First Lady Spurs Argentine Women Champions Reproductive Rights, Equality
Challenging South American custom, first lady Hillary Rodham Clinton told Argentina’s leading women Thursday they should push for reproductive rights as a means to equality.
The first lady’s reference to abortion was fleeting, but its mere mention was exceptional in a country where 92 percent of the population is Catholic and most abortions are illegal.
In a provocative speech on women’s rights from the stage of South America’s most heralded opera house, Clinton called family planning a crucial ingredient needed to end discrimination and give women fair footing in society.
‘Access to quality health care, especially family planning and reproductive health services, is also crucial to advancing the progress of women,” the first lady said.
The audience responded enthusiastically, filling the ornate Teatro Colon with applause at the utterance of “reproductive health services.”
In her speech, Hillary Clinton lauded a family-planning program in neighboring Brazil, which she said provided men and women information to “enable them to make wise choices about planning their families.” The program combined reproductive health care, child immunization and training for new parents, she said.
The result, Clinton said, was that “rates of maternal mortality and, importantly, rates of abortion decreased because women received the health care they needed in a timely manner.”
While that was Clinton’s sole reference to abortion, her press secretary, Marsha Berry, said later there was no uncertainty about what she meant. Reproductive health services, she said, includes the right to choose an abortion.
Though the audience of several hundred women and a smattering of men cheered and whistled, a number of observers said they were shocked, not at what the first lady said about reproductive rights, but that she raised the issue at all.
“It became clear Hillary is a radical feminist, and we welcome that here,” said Liliana Tojo, a lawyer and a proponent of abortion rights. Speaking in Spanish, she appeared to have unwittingly latched onto a description of Clinton occasionally used by her detractors.

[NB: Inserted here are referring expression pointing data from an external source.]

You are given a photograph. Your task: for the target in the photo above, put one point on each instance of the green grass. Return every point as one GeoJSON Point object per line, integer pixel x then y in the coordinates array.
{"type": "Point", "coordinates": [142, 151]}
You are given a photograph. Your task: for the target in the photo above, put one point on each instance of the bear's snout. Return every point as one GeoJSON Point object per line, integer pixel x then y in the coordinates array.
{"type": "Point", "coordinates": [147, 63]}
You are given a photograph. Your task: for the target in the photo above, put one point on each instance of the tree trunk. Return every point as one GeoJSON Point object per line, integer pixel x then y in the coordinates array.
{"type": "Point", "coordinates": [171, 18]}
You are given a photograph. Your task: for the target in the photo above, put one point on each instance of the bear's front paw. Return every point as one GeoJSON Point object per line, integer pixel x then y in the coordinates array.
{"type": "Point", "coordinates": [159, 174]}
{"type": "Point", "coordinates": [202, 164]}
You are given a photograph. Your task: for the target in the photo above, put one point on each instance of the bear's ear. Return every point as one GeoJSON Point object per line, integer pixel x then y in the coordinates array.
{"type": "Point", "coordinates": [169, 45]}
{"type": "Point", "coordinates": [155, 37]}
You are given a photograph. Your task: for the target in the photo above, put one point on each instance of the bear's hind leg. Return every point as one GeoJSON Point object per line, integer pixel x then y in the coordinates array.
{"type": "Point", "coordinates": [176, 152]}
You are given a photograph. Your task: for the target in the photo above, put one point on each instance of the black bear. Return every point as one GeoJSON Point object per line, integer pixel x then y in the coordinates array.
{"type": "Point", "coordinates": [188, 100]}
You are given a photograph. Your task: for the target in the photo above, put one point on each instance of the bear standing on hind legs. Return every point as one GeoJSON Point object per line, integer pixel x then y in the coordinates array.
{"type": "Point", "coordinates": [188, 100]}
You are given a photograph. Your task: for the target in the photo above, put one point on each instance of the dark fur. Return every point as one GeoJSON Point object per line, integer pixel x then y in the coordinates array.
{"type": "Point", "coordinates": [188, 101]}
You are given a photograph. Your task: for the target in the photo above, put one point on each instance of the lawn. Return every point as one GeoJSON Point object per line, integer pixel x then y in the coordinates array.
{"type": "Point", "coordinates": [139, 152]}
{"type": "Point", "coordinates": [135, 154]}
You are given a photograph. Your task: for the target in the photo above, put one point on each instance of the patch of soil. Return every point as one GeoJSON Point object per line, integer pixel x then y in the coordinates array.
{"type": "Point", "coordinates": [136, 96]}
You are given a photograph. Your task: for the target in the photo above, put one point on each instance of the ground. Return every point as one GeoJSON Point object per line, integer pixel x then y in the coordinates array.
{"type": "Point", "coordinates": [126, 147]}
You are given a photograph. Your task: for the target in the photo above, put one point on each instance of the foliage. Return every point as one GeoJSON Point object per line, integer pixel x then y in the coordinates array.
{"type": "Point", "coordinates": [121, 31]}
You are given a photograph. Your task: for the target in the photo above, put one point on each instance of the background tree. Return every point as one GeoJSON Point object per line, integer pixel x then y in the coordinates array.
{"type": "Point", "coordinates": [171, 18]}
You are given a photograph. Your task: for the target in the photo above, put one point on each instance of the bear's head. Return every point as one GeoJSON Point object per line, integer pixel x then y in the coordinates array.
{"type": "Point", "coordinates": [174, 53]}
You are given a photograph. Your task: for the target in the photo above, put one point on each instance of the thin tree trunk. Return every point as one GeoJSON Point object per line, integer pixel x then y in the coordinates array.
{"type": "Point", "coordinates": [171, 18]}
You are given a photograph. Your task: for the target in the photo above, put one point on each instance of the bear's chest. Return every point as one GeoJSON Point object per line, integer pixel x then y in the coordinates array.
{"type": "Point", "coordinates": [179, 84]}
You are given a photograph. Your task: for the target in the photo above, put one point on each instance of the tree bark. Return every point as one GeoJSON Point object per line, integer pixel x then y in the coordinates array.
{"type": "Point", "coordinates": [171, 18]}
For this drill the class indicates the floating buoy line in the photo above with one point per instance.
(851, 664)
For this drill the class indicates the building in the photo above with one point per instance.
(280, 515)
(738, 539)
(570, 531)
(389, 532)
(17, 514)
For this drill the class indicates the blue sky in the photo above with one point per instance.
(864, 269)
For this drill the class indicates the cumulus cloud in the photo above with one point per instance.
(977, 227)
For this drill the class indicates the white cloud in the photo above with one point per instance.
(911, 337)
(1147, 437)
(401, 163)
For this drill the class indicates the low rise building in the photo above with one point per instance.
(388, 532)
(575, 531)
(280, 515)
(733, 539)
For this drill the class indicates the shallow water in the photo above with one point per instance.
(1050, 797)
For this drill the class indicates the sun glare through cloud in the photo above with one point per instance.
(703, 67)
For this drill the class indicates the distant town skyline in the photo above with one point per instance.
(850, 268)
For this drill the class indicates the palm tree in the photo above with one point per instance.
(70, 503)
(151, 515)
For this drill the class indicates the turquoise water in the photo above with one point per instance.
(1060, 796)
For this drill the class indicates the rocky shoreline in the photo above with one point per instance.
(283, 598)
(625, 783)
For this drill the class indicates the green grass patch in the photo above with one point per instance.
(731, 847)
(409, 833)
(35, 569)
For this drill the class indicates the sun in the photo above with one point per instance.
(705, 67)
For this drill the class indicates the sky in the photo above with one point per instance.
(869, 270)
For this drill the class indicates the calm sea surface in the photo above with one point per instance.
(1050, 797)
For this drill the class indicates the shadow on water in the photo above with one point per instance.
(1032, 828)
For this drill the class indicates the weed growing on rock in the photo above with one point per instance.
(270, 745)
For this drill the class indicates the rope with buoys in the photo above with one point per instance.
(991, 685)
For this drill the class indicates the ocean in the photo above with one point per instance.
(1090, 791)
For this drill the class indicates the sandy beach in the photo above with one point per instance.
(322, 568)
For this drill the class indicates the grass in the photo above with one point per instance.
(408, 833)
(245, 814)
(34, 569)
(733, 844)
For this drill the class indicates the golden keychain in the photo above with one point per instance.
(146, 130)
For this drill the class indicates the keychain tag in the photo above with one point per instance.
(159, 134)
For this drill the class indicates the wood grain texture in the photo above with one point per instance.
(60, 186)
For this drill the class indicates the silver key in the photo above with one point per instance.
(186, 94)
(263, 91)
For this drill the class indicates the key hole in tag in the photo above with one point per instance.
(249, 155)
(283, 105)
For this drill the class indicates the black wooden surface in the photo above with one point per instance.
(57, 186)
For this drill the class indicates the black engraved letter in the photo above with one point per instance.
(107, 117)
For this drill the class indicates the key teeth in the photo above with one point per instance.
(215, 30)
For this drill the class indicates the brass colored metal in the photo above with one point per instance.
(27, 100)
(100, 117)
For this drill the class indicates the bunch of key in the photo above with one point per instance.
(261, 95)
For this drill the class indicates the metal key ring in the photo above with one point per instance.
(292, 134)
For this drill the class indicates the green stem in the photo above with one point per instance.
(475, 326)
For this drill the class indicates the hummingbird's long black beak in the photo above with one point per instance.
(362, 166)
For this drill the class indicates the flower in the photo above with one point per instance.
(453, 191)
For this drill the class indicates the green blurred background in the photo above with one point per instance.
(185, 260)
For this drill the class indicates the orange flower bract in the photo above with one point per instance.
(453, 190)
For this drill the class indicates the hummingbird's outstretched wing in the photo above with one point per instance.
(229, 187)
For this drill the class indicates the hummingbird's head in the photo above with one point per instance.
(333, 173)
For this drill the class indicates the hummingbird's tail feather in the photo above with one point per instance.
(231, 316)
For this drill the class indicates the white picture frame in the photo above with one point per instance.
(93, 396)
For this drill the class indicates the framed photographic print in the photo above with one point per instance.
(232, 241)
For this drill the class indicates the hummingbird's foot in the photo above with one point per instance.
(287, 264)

“I was surprised. It’s a very delicate issue. It’s against the position of the (Catholic) Church,” said Luz Etchemendiguaray, president of the University Women of Buenos Aires. Church officials seated next to her were taken aback, Etchemendiguaray said, though a spokesman for the Archdiocese of Buenos Aires had no comment when contacted later.
Clearly, the first lady caused a stir up through the five gilded balconies of the hall. As she concluded her remarks, white leaflets calling for abortion rights floated down from the upper tiers.
Abortion is legal only under strictly limited circumstances: if the woman was raped, if she’s mentally incapacitated or if her life is endangered.